I entered the commands, it does return a 0.

amisepa commented 5 months ago

ok thanks. And lastly, does this work for you or do you get an error?

        ps = parallel.Settings;
        ps.Pool.AutoCreate = false;  
jjpouliot commented 5 months ago

ps = parallel.Settings gives me the following error: "Unable to resolve the name 'parallel.Settings'." The second line creates a mostly empty struct with only the fields mentioned.

amisepa commented 5 months ago

Ok thanks. I think I fixed it. Can you reinstall brainbeats from the github page (unzip it into eeglab > plugins folder)? or do a pull if you use git. And try again and let me know if it works for you now.

note that the nonlinear features for EEG can take a very long time without the parallel toolbox if your EEG data are big.

jjpouliot commented 5 months ago

I ran the Heartrate Evoked Potential functions and it appears to run without issue now, thanks for your help! One other thing that may be more of a question than an issue, I was not able to run the Extract Features functions because "Warning: File length is too short for estimating ULF power reliably. At least 1440.0 minutes are required. Cannot export this variable." The script crashes after this on line 757 of plomb.m in the parseAndValidateInputs function. I'm guessing this is because it could not estimate ULF power, but I'm only interested in HF power. Is there a way to only extract HF power using this toolbox?

amisepa commented 5 months ago

This is just a warning, it should still extract HF power. Must be something else. Can you give more detail on that error? What's your file lenght?
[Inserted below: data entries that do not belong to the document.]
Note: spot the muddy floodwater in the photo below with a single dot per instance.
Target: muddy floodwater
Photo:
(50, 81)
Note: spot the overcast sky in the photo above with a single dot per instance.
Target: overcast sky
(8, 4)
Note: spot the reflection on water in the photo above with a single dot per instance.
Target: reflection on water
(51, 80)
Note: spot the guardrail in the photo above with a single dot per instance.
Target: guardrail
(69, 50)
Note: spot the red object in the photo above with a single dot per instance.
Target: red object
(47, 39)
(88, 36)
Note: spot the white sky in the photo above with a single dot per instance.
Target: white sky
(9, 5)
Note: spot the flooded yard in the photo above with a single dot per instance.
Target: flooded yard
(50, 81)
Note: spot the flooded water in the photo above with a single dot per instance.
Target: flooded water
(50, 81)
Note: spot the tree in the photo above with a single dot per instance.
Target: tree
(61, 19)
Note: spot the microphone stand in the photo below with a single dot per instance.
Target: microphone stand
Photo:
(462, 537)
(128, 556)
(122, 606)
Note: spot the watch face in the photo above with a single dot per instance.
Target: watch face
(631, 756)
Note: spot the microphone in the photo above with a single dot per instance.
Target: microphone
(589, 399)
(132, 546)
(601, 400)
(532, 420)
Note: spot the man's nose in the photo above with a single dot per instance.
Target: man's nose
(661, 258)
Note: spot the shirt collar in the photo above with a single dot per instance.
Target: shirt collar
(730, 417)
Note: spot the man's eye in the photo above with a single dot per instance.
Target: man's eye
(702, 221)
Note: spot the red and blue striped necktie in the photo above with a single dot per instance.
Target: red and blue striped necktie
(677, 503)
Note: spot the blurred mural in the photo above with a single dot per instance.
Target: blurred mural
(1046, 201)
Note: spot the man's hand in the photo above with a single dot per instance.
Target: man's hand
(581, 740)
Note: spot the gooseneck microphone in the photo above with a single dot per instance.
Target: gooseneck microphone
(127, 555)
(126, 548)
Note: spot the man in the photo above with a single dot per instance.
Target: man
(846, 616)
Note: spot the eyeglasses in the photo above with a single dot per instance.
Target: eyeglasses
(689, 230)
jjpouliot commented 5 months ago

My bad, I didn't see the message that said Brainbeats does not support epoched data, that may have caused the error. I don't think my dataset are compatible with Brainbeats after all. Thanks again for your help anyway!

amisepa commented 5 months ago

How long are your epochs? HRV should not be estimated on data shorter than 2-min long. Even <5 min is often not recommended. See https://www.frontiersin.org/journals/neuroscience/articles/10.3389/fnins.2020.594880/full

if they are long enough, you can convert your data back to continuous, if that makes sense.